Let f, g be uniformly continuous functions on (a,b). Show that the function f+g is uniformly continuous on (a,b) by using the epsilon - delta definition.

I'm pretty sure it will involve something along the lines of |x-y| => |f(x)+g(x)-f(y)-g(y)|< epsilon and then some triangle inequality of something.

Thanks

2. Originally Posted by tbyou87
Let f, g be uniformly continuous functions on (a,b).

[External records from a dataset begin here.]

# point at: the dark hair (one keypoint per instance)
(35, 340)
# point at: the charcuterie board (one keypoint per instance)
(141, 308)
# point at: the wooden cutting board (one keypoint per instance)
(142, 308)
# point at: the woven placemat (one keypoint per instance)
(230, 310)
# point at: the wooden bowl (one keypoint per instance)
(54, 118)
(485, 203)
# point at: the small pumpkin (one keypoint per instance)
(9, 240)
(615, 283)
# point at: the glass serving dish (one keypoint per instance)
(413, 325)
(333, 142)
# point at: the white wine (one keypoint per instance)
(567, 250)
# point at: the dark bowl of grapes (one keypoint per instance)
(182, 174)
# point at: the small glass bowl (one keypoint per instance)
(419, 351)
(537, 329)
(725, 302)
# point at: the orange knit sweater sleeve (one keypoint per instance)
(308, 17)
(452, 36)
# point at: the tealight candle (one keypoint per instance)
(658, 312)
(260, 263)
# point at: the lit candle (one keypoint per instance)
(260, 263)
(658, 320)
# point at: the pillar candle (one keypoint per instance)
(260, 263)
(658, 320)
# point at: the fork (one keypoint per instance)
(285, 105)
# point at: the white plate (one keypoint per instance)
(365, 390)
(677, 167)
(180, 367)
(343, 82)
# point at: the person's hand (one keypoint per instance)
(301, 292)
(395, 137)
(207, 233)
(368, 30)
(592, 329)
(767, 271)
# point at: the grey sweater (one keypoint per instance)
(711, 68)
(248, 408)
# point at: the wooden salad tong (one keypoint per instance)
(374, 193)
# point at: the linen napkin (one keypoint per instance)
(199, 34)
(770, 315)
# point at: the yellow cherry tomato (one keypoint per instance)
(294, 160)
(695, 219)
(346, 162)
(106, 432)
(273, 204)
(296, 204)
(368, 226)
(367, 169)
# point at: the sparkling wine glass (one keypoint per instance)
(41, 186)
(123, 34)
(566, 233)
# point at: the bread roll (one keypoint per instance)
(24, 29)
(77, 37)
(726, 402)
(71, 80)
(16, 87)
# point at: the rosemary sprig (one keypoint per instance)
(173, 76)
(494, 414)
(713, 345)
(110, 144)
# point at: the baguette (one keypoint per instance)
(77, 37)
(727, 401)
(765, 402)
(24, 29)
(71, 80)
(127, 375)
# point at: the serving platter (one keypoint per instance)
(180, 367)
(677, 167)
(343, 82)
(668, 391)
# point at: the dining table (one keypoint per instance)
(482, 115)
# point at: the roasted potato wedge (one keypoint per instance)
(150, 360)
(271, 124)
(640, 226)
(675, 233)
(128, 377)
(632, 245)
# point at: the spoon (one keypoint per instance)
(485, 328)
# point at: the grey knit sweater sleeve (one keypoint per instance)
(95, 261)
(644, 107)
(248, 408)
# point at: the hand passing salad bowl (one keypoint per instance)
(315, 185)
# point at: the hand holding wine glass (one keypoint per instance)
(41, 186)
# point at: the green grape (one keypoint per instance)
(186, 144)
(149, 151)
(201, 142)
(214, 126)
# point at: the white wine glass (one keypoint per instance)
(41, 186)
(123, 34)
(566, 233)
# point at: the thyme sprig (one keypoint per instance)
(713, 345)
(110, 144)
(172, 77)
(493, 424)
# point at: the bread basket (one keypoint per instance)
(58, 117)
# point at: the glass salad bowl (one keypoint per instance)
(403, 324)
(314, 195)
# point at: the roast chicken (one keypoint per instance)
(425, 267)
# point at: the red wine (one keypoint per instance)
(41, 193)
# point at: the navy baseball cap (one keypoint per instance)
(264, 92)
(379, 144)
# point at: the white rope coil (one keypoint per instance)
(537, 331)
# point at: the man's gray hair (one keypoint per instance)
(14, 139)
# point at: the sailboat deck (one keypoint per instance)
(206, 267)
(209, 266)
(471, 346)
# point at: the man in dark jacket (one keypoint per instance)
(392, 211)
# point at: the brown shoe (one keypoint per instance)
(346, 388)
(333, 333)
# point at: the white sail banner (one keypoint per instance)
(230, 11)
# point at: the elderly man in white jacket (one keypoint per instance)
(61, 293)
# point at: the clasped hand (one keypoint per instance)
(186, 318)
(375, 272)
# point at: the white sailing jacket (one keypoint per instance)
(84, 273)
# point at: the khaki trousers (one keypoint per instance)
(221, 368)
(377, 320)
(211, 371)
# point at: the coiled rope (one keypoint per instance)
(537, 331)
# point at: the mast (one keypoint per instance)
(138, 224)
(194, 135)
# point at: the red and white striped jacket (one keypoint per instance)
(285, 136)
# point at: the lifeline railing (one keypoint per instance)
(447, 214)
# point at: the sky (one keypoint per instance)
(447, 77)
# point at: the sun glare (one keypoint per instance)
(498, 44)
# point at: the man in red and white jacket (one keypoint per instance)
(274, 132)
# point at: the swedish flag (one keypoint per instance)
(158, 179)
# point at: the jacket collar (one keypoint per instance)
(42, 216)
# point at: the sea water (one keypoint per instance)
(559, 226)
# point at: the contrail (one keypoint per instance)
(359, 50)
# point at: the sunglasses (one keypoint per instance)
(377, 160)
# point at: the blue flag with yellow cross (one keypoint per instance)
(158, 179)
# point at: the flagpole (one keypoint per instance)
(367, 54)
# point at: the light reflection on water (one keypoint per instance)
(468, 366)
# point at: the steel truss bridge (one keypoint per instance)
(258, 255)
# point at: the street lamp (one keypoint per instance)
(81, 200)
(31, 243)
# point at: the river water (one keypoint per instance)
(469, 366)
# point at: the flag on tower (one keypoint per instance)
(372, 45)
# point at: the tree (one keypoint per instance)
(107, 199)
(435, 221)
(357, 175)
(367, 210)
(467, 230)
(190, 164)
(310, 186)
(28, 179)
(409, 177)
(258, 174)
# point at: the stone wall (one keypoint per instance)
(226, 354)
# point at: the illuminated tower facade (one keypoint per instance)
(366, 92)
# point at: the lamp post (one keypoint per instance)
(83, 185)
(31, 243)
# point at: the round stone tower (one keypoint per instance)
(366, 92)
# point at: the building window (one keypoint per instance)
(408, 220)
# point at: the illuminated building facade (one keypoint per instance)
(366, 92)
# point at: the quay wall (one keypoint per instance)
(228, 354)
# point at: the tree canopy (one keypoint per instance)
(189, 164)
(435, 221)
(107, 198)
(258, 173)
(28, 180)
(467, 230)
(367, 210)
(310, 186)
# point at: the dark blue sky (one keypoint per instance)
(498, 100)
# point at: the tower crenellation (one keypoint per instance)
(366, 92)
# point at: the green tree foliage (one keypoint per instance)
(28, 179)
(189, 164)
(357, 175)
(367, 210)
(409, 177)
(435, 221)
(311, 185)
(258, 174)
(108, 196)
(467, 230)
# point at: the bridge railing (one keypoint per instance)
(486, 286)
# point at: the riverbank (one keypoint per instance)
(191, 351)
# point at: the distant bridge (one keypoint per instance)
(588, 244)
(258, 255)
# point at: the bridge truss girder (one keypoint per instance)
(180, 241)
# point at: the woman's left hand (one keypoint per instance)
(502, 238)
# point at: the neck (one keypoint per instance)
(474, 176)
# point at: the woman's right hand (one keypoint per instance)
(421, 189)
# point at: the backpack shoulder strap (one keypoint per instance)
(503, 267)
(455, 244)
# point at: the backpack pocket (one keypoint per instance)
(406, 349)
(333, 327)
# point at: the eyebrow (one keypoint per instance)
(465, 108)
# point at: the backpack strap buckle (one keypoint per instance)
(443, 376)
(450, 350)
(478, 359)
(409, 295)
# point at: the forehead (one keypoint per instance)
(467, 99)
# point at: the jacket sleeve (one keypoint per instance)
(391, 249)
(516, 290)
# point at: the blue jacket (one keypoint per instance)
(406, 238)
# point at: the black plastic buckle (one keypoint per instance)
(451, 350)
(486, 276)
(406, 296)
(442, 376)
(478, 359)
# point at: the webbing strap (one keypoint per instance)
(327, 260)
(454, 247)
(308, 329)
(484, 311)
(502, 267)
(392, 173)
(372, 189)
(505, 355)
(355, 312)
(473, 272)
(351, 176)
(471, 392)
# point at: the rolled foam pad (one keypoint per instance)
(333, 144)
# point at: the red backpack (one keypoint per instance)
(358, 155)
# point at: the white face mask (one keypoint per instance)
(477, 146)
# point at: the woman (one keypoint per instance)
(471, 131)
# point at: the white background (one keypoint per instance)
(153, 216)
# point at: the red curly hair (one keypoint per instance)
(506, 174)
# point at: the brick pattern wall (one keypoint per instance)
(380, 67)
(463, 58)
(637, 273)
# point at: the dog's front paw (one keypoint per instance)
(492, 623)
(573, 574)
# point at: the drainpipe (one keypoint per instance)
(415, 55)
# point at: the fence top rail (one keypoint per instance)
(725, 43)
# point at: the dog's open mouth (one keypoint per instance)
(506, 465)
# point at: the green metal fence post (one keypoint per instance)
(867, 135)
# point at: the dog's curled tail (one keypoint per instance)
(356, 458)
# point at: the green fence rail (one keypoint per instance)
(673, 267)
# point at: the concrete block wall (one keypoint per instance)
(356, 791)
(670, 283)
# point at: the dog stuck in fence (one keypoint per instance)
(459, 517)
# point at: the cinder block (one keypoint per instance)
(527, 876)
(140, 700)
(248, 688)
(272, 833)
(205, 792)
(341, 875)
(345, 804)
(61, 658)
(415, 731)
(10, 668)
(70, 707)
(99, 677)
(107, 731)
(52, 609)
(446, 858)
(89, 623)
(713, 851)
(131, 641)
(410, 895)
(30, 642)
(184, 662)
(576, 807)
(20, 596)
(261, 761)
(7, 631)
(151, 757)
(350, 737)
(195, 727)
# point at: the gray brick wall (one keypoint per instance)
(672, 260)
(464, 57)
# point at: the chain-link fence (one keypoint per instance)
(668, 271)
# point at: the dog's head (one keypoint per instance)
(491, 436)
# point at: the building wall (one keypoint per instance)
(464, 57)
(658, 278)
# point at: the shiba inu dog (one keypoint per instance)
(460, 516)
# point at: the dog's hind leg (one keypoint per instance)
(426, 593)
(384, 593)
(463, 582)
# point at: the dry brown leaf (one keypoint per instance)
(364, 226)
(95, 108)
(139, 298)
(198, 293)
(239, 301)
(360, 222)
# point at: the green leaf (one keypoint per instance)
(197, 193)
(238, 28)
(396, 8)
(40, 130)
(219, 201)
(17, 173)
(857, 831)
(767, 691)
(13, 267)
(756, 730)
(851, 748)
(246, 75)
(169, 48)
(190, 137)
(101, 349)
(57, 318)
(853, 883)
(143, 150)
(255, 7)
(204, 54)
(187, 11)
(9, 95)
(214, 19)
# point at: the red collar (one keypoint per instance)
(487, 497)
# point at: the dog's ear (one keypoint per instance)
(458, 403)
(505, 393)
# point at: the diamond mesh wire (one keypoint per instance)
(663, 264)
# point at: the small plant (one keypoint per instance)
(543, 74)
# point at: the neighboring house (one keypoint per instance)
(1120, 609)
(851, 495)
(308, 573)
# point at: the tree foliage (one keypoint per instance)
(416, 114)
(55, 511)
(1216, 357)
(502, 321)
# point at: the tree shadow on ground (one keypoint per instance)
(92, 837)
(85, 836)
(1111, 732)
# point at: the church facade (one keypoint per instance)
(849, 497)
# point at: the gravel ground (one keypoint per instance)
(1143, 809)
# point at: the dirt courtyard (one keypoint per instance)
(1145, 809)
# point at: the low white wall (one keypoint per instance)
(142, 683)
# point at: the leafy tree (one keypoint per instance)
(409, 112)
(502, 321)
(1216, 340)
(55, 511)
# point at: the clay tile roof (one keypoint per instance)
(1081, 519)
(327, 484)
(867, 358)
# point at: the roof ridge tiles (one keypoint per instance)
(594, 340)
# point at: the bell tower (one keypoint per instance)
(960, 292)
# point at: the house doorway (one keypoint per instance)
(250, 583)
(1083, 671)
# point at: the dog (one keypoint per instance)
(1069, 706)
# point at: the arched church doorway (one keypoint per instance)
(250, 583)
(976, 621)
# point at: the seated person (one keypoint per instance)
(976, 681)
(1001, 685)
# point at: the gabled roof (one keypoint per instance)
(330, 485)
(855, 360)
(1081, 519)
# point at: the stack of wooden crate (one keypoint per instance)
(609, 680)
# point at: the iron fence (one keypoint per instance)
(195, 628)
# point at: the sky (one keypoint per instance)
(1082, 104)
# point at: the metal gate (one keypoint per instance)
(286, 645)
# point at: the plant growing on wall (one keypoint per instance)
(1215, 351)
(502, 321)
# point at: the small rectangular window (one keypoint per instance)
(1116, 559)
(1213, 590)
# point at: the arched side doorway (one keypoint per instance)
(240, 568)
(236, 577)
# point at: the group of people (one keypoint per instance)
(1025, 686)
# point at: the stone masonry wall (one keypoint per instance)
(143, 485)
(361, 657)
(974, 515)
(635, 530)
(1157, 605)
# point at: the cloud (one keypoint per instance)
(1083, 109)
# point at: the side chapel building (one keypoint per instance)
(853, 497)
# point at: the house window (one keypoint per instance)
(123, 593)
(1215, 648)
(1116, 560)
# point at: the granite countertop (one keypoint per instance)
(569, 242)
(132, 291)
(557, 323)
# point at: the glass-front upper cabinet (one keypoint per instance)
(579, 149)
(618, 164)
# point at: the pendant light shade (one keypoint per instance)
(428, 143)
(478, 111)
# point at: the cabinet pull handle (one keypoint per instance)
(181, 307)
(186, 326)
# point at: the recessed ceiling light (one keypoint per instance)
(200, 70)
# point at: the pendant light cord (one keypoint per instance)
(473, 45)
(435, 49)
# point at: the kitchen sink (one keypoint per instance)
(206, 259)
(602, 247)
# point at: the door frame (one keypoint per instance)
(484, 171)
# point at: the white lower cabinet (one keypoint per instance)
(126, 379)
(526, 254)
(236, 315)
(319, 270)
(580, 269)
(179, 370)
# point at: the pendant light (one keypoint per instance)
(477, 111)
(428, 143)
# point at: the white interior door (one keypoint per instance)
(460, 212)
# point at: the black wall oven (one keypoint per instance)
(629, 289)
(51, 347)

Show that the function f+g is uniformly continuous on (a,b) by using the epsilon - delta definition.

I'm pretty sure it will involve something along the lines of |x-y| => |f(x)+g(x)-f(y)-g(y)|< epsilon and then some triangle inequality of something.

Thanks
$\displaystyle |f(x)+g(x) - f(y) - g(y)| \leq |f(x) - f(y)| + |g(x) - g(y)|$.
And each one can be made arbitrary small.

3. Complete Proof:
Since f is uniformly continuous on (a,b),
for every eps1>0, there exists delt1>0 s.t. x,y ele (a,b) and |x-y|< delt1 => |f(x)-f(y)|< eps1
Since g is uniformly continuous on (a,b),
for every eps2>0, there exists delt2>0 s.t. x,y ele (a,b) and |x-y|< delt2 => |g(x)-f(y)|< eps2
Let eps = eps1 + eps2 >0 and let delt = delt1 + delt2.
Then |x-y|<delt1+delt2<delt => |f(x)-f(y)+g(x)-g(y)|<= |f(x)-f(y)|+|g(x)-g(y)|< eps1+eps2=eps
Thus f+g is uniformly continuous.

Is this ok?

4. Originally Posted by tbyou87
Complete Proof:
Since f is uniformly continuous on (a,b),
for every eps1>0, there exists delt1>0 s.t. x,y ele (a,b) and |x-y|< delt1 => |f(x)-f(y)|< eps1
Since g is uniformly continuous on (a,b),
for every eps2>0, there exists delt2>0 s.t. x,y ele (a,b) and |x-y|< delt2 => |g(x)-f(y)|< eps2
Let eps = eps1 + eps2 >0 and let delt = delt1 + delt2.
Then |x-y|<delt1+delt2<delt => |f(x)-f(y)+g(x)-g(y)|<= |f(x)-f(y)|+|g(x)-g(y)|< eps1+eps2=eps
Thus f+g is uniformly continuous.

Is this ok?
Sorry for being a little late.

No let $\displaystyle \delta = \min \{ \delta_1 , \delta_2 \}$.